About 1925 archaeologists began to appreciate the importance of the Hurrians, for in that year two American scholars, E. A. Speiser and E. Chiera, began to excavate two centres of Hurrian civilization in Eastern Iraq – Nuzu (the modern Tepe Yorghan) and Arrapkha (the modern oil-town of Kirkuk). (There is a close connection, by the way, between the place-name Arrapkha and the name of Arpachshad – or Arphaxad, in the Authorized Version – the grandson of Noah and ancestor of Abraham.) The discoveries made at these two places, and especially at Nuzu, brought to light the laws and customs of the Hurrians, and showed that these law’s and customs tallied remarkably with the laws and customs under which Abraham, Isaac and Jacob lived. That is not surprising, for those were the parts from which Abraham and his retainers came to Canaan, to which Abraham’s servant was sent to fetch a wife for Isaac, and to which Jacob fled to escape Esau’s vengeance. Other cities in that area bore the names of Peleg, Serug, Nahor and Terah, Abraham’s immediate ancestors; in that neighbourhood, too, was Haran, which was his half-way house on the way from Ur to Canaan.
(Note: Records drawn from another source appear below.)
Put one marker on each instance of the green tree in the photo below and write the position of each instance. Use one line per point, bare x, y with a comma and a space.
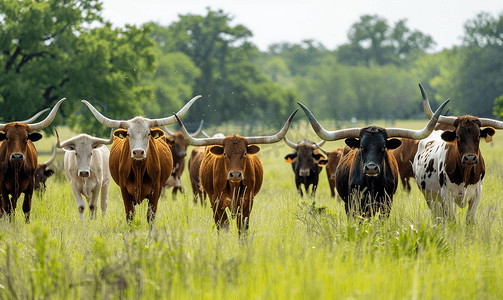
372, 40
49, 51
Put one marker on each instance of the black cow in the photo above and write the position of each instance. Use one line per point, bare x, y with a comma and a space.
306, 164
367, 177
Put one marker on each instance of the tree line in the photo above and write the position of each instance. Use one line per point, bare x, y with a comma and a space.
54, 49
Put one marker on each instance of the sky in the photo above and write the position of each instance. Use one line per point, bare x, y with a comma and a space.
323, 21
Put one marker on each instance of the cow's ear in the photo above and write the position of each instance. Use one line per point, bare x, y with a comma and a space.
352, 142
156, 133
393, 144
487, 133
290, 157
49, 172
170, 139
322, 162
217, 150
120, 133
252, 149
448, 136
34, 136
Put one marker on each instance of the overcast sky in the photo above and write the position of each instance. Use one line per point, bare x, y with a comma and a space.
325, 21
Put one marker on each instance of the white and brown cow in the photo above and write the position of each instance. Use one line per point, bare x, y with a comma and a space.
449, 167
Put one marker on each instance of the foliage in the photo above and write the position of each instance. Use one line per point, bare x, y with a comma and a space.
49, 51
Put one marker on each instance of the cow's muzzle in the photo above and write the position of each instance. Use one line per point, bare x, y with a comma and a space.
17, 157
235, 176
469, 159
371, 169
138, 154
84, 173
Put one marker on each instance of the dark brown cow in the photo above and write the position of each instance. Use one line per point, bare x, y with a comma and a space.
367, 177
231, 173
405, 157
331, 164
178, 147
42, 173
140, 159
306, 162
449, 167
19, 161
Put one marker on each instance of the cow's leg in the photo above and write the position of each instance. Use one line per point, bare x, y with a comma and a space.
104, 197
128, 205
27, 206
473, 204
219, 215
80, 201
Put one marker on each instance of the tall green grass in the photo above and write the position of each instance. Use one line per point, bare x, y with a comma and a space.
297, 248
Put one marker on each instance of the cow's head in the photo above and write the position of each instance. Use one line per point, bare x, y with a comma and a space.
42, 172
235, 148
82, 146
138, 130
373, 145
466, 132
17, 135
332, 161
466, 135
305, 157
372, 142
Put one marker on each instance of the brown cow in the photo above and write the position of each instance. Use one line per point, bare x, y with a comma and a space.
19, 160
449, 167
178, 147
331, 164
140, 159
367, 177
231, 173
405, 157
195, 159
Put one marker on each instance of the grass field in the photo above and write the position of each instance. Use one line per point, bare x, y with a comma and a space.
297, 248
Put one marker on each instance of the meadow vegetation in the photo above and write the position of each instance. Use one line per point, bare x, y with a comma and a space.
297, 248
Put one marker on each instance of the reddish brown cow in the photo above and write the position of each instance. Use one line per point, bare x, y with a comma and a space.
178, 147
140, 159
19, 160
331, 164
405, 157
231, 173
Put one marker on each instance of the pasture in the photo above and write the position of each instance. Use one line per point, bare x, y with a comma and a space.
297, 248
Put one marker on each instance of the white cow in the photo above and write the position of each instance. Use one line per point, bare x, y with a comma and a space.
86, 166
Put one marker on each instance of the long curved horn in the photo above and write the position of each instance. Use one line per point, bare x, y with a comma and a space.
327, 135
166, 129
418, 134
30, 120
429, 113
104, 120
198, 131
172, 119
251, 140
204, 133
290, 143
49, 162
272, 138
484, 122
48, 120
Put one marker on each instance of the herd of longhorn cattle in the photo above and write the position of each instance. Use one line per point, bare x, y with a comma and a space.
447, 164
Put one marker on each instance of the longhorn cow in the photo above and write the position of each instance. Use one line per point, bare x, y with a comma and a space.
18, 158
231, 173
140, 159
367, 177
449, 167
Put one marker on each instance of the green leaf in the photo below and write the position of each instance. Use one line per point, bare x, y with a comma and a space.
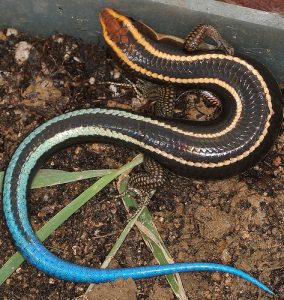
16, 260
49, 177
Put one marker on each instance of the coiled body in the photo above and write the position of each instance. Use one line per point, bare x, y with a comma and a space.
240, 136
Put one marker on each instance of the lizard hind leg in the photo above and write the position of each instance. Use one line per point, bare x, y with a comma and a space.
196, 37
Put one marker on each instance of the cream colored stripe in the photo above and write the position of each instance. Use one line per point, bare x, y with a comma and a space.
146, 72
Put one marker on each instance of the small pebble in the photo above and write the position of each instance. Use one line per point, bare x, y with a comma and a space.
22, 52
11, 31
92, 80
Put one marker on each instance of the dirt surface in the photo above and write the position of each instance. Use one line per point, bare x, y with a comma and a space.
238, 221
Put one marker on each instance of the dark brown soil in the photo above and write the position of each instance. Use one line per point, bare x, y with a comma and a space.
238, 221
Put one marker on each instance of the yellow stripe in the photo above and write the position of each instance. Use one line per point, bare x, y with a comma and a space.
140, 39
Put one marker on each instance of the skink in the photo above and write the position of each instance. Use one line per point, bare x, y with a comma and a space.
243, 133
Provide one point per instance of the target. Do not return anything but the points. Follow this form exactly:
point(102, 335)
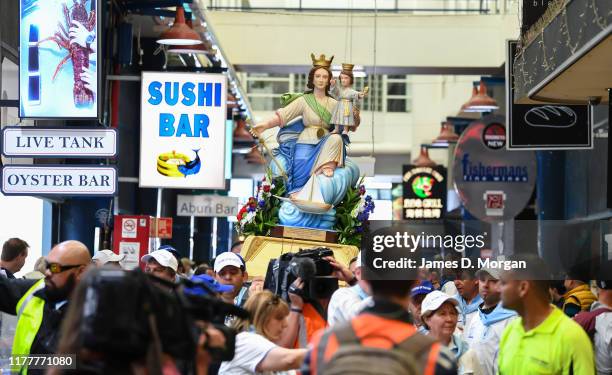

The laws of inheritance and adoption prevailing in those parts at that time are illustrated in the Bible by Abraham’s reference to his chief household servant, Eliezer of Damascus, as his heir in the days before he had any children (Gen. 15. 2), and again by the peculiar relations existing between Laban and his nephew and son-in-law Jacob. The practice of a man’s having his wife’s female servant as a secondary wife, as Abraham had Hagar, the servant of Sarah, and as Jacob had Bilhah and Zilpah, the servants of Rachel and Leah, has proved to be an established provision of Hurrian law. Rachel’s theft of her father’s teraphim (Gen. 31. 19) has also been illuminated from the same source. These teraphim are now known to have been household gods – similar to the Roman Lares and Penates – and the documents discovered at Nuzu make it clear that possession of these carried with it the right to be regarded as chief heir and head of the family. That was why Rachel took care to secure them in the interests of Jacob.

The implications of these discoveries may be summarized by quoting the verdict of two American archaeologists. Professor G. Ernest Wright says: These and other Nuzi parallels to Genesis show that the description of Patriarchal society is not distorted, but actually reflects the age which the stories purport to describe” (Westminster Historical Atlas to the Bible, p. 30). And Professor W. F. Albright says: “Since the publication of the Nuzian material of the 15th century B.C. it has become increasingly evident that the customary law reflected by the patriarchal stories of Genesis fits better into the framework of Nuzian social and legal practice than it does into that of later Israel or into that of the Babylonian laws and economic documents of the 12th century B.C.” (From the Stone Age to Christianity, p. 180.)

All this, then, points to the conclusion that these stories were committed to writing at or near the time when the people in question lived and the events in question happened, and not at a much later date when the law’s and customs reflected in the stories were obsolete and forgotten.